Conditional expectation is $T$-invariant in a measure preserving system.

This is not true. If $f=I_B$ with $B \in \mathcal B$ the LHS is $I_B$ and RHS is $I_{T^{-1}B}$. The stated result is true if $f$ is $T-$ invariant: i.e. $f\circ T=f$ a.e..

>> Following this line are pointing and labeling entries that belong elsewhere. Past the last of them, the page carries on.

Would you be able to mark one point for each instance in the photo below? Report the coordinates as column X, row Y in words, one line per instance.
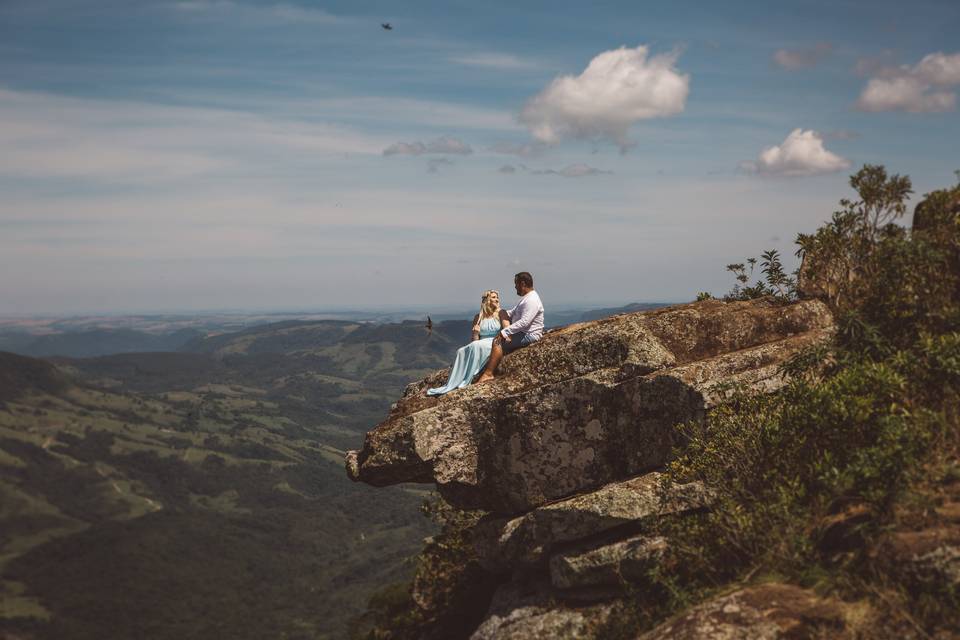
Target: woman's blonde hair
column 488, row 308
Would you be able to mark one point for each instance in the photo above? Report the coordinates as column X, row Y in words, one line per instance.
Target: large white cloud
column 922, row 88
column 801, row 154
column 443, row 144
column 617, row 88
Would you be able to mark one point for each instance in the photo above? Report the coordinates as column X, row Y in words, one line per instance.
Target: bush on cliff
column 861, row 438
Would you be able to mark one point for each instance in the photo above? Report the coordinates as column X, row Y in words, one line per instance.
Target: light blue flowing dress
column 470, row 359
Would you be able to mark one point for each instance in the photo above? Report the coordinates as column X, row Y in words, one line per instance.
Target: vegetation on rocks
column 846, row 482
column 861, row 447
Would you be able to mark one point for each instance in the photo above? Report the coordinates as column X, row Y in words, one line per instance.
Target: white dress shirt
column 526, row 317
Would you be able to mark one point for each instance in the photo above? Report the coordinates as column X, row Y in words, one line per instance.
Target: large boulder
column 527, row 611
column 767, row 612
column 504, row 544
column 587, row 405
column 607, row 565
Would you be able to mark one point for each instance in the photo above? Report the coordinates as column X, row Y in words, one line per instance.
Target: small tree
column 841, row 254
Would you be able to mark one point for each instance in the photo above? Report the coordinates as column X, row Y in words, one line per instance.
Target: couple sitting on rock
column 496, row 332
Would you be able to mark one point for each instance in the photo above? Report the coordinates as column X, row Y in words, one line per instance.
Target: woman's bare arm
column 476, row 328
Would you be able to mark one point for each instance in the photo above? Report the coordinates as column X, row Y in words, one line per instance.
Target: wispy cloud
column 570, row 171
column 801, row 154
column 793, row 59
column 498, row 61
column 527, row 150
column 434, row 164
column 49, row 136
column 280, row 12
column 443, row 144
column 926, row 87
column 618, row 88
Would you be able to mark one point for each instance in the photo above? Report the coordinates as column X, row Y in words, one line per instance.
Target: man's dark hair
column 525, row 278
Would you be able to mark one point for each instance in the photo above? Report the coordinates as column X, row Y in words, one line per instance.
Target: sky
column 178, row 155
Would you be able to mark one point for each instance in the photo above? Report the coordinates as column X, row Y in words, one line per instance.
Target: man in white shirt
column 526, row 324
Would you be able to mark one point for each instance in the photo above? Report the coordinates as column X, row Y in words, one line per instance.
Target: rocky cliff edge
column 589, row 404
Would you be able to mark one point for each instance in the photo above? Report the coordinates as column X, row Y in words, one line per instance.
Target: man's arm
column 522, row 322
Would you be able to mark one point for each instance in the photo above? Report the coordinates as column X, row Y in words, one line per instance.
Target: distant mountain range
column 91, row 337
column 210, row 465
column 205, row 512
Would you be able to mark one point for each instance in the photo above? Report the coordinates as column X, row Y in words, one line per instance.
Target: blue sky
column 209, row 154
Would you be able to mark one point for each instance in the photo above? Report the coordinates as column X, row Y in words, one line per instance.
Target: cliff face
column 563, row 450
column 589, row 404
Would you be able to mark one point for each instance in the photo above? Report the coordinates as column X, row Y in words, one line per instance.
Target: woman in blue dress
column 472, row 357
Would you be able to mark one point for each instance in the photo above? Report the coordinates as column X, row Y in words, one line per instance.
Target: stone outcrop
column 565, row 452
column 504, row 544
column 767, row 612
column 589, row 404
column 526, row 611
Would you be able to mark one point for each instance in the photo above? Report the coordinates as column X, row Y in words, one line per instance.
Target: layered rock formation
column 563, row 450
column 587, row 405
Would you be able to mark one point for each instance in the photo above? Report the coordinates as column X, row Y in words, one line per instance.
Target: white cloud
column 801, row 154
column 443, row 144
column 523, row 150
column 618, row 88
column 793, row 59
column 922, row 88
column 434, row 164
column 499, row 61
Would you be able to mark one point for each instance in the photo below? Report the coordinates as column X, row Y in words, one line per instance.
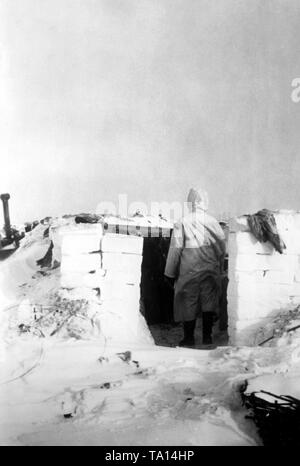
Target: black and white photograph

Kavi Rama Murthy's answer demonstrates that the formula is not correct in general. On the other hand, categorical principles point to the correct version of it. In a slightly more general setting, the correct formula is:

Lemma: Let $T:(X,\mathcal{B}(X))\to (Y,\mathcal{B}(Y))$ be a measurable map between measurable spaces. Then for any probability measure $\mu$ on $X$, for any sub-$\sigma$-algebra $\mathcal{A}$ of $\mathcal{B}(Y)$, and for any measurable $f:Y\to \mathbb{R}$, we have:

$$\overleftarrow{T}\left(\mathbb{E}_{\overrightarrow{T}(\mu)}(f\,|\, \mathcal{A})\right) = \mathbb{E}_{\mu}\left(\overleftarrow{T}(f)\,\left|\, \overleftarrow{T}(\mathcal{A})\right.\right).$$

Here $\mathbb{E}_\nu(g\,|\, \mathcal{B})$ is the conditional measure of the measurable function $g$ conditioned on the $\sigma$-algebra $\mathcal{B}$ w/r/t the probability measure $\nu$; the third $\overleftarrow{T}$ is pullback of $\sigma$-algebras, the first $\overleftarrow{T}$ is pullback that transforms $\mathcal{A}$-measurable functions to $\overleftarrow{T}(\mathcal{A})$-measurable functions, the second $\overleftarrow{T}$ is pullback that transforms $\mathcal{B}(Y)$-measurable functions to $\mathcal{B}(X)$-measurable functions, and the $\overrightarrow{T}$ is pushforward acting on measures. In short, all decorated $T$'s are maps functorially induced by $T$ ($\overleftarrow{T}$ is typically denoted by $T^{-1}$ or $T^\ast$ and $\overrightarrow{T}$ is typically denoted by $T_\ast$). (I'll leave it as an exercise that all this is indeed syntactic). As a diagram it is arguably easier to convey what is going on:

enter image description here


The proof is essentially a version of the algebraic manipulations the OP displays. The important point is that by the characterizing property of conditional expectations what needs to be shown is that

$$\forall A\in\mathcal{A}: \int_{\overleftarrow{T}(A)} \overleftarrow{T}\left(\mathbb{E}_{\overrightarrow{T}(\mu)}(f\,|\, \mathcal{A})\right) \, d\mu = \int_{\overleftarrow{T}(A)} \overleftarrow{T}(f)\, d\mu.$$

It is straightforward to adapt the formula to the special case of $T:X\to X$ measure preserving. Concisely (using the OP's notation), it says:

$$E(f\,|\, \mathcal{A})\circ T= E(f\circ T\,|\, T^{-1}(\mathcal{A})).$$